Margaret is a leading historian of Silicon Valley and the author of two widely read books about the modern American technology industry: The Code: Silicon Valley and the Remaking of America (Penguin Press, 2019) and Cities of Knowledge: Cold War Science and the Search For The Next Silicon Valley (Princeton, 2005). She also is a historian of the American presidency and author of Pivotal Tuesdays: Four Elections that Shaped the Twentieth Century (Penn Press, 2015). She is a coauthor, with David Kennedy and Lizabeth Cohen, of the widely used United States history college textbook, The American Pageant (Cengage).

Margaret's writing on technology, politics, and society has appeared in The New York Times, The Washington Post, WIRED, MIT Technology Review, The American Prospect, and other major national and international publications. She regularly provides historical perspective on current events to broadcast television and radio outlets, including CNN, MSNBC, PBS, BBC, CBC, and NPR. Margaret is an active public speaker, regularly lecturing before general and academic audiences about Silicon Valley's evolution and the impact of its people, companies, and politics on the United States and the world, and speaking about the past, present, and future of the American presidency.

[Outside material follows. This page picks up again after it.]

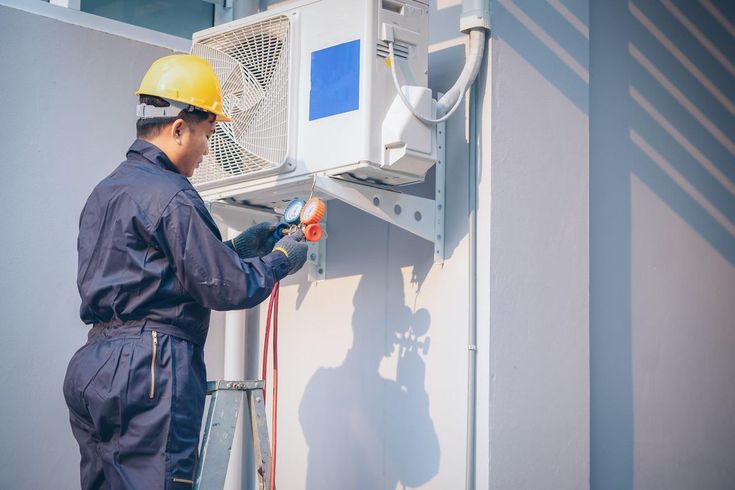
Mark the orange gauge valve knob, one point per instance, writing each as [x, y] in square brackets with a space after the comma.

Margaret is a past fellow of the Center for Advanced Study in the Behavioral Sciences, the American Council of Learned Societies, and the National Forum on the Future of Liberal Education. She received her MA/PhD from the University of Pennsylvania and her BA from Northwestern University. Prior to her academic career, she served in the Clinton Administration, working on economic and social policy in the White House and in the U.S. Department of Health and Human Services. She lives outside Seattle with her husband Jeff, two teenage daughters, and world's best dog.

Featured Lecture

OAH Lectures

Drawing on the insights of her acclaimed 2019 book, THE CODE, O'Mara explains how and why Silicon Valley came to be, the political and cultural histories shaping it, and the only-in-America secrets of its largest companies.
Serious and silly, unifying and polarizing, presidential elections have become events that Americans love and hate. Today's elections cost billions of dollars and consume the nation's attention for months, filling television airwaves and online media with endless advertising and political punditry, often heated, vitriolic, and petty. Yet presidential elections also provoke and inspire mass engagement of ordinary citizens in the political system. No matter how frustrated or disinterested voters might be about politics and government, every four years the attention of the nation—and the world—focuses on the candidates, the contest, and the issues. The partisan election process has been a way for a messy, jumbled, raucous nation to come together as a slightly-more-perfect union.